Another smart goal: “Enhancing our high school sports coverage to further local engagement.” The region’s legacy newspapers are barely covering school sports these days, and many of the nonprofit startups don’t see it as part of their mission. More Globe sports coverage would fill a real need.

• Remembering Jimmy Carter. The late, great Jimmy Carter lived so long that several of the journalists who wrote his obituary years ago were no longer with us by the time their work was published. At The New York Times (gift link), Peter Baker shares a byline with Roy Reed, who died in 2017. The Washington Post’s obit (gift link) was written by Kevin Sullivan and Edward Walsh, the latter of whom died in 2014. Carter left office 43 years ago. For perspective, Franklin Roosevelt was in the midst of his second term 43 years before that.

Candidates gang up on Ramaswamy because they just can’t stand his smug arrogance

Vivek Ramaswamy. Photo (cc) 2022 by Gage Skidmore.

Entertainment was hard to come by at Wednesday night’s Republican presidential debate. But to the extent that there was anything to savor, it came in the form of the attacks on Vivek Ramaswamy at the hands of Mike Pence, Nikki Haley and Chris Christie. What they needed to accomplish was to bury what was left of Ron DeSantis. Instead, they were so enraged by Ramaswamy that they focused their fire on him.

Ramaswamy was glib, smug, rude and arrogant. He also mouthed far-right talking points in a way that would do Donald Trump proud, coming out foursquare for everything bad, from coal to Russia. Although all eight candidates tried to duck a question about climate change (Haley was a wishy-washy exception), only Ramaswamy declared it to be a “hoax.” He alone would cut off U.S. aid to Ukraine, though DeSantis was heading in that direction.

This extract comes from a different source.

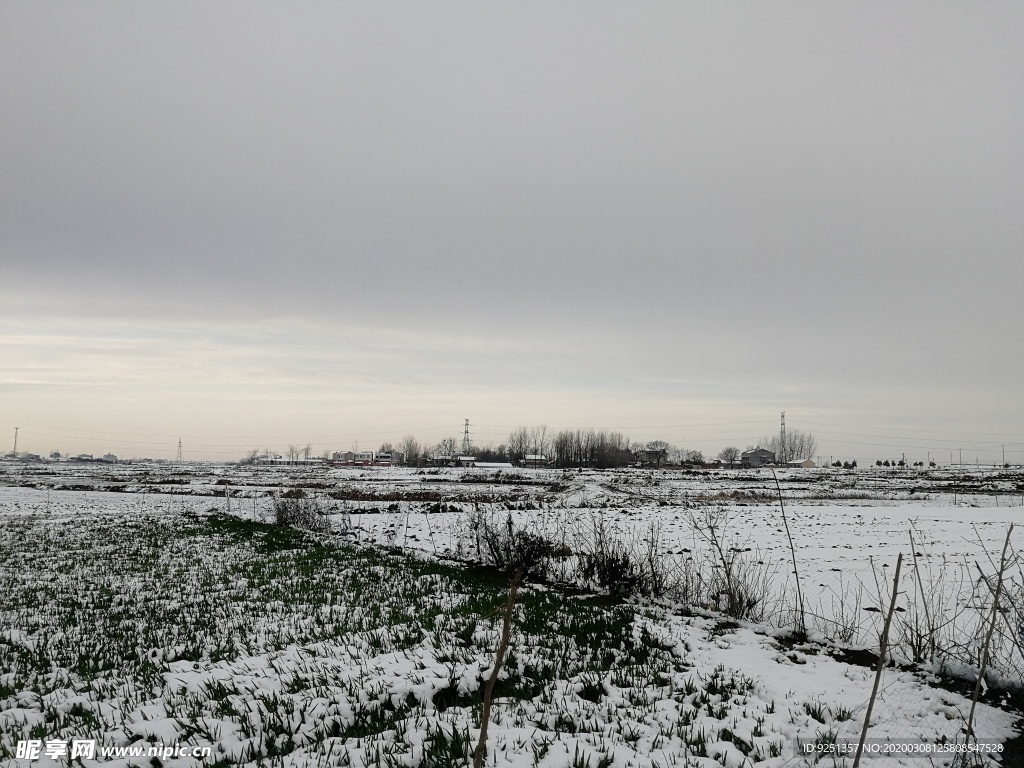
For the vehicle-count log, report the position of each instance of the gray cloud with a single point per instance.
(819, 201)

Did Ramaswamy help or hurt himself? Who knows? I thought New York Times columnist David French put it well: “Everything I dislike about him, MAGA loves, and he looked more like Trump’s heir than DeSantis did.” Josh Marshall of Talking Points Memo called Ramaswamy a “cocky little shit,” which wasn’t quite accurate: he’s actually pretty tall.

In case Ramaswamy is new to you, you might want to check out this profile in The New Yorker, written by Sheelah Kolhatkar. Ramaswamy, who made his fortune in biotech, has moved to the extreme right in recent years, something that hasn’t exactly endeared him to those who were once close to him. Kolhatkar writes:

I asked Ramaswamy if his burgeoning reputation as a conservative firebrand had taken a personal toll. He chose his words carefully. A family member no longer spoke to him, and he’d been ghosted by a close friend. Although he’d forged new relationships with conservatives, none of the connections had turned into friendships. “I feel like the public advocacy, or whatever you call what I’ve been doing in the last couple of years, has eroded more friendships than new friendships made up for it,” he said.

Being shunned because of your principles is one thing. Being shunned because of ambition is something else.

So who won? I thought the big winner was President Biden. Trump, too, I imagine, since he continues to dominate the Republican field and did not take part in Wednesday’s free-for-all. Other than that, I’d say Pence was the winner, sort of; he managed to get credit for standing up to Trump on Jan. 6 without being booed too loudly, as Chris Christie was, and he came across as a normal candidate — that is, if your idea of normal is an extremist who wants a nationwide ban on abortion. Another Times columnist, Ross Douthat, said of Pence’s performance: “Moral clarity, debating chops, a message frozen in amber in 1985 and a visceral hatred for Vivek Ramaswamy: It won’t get him the nomination but it made for some of the better theater of the night.” James Pindell of The Boston Globe gave Pence an A-plus.

A lot of people thought Haley did well, too. She projected as independent and even somewhat moderate, criticizing Trump for running up the debt. You’d think might hurt her chances of being chosen as Trump’s running mate, but she’s proven over and over that she’ll be whatever she thinks she needs to be.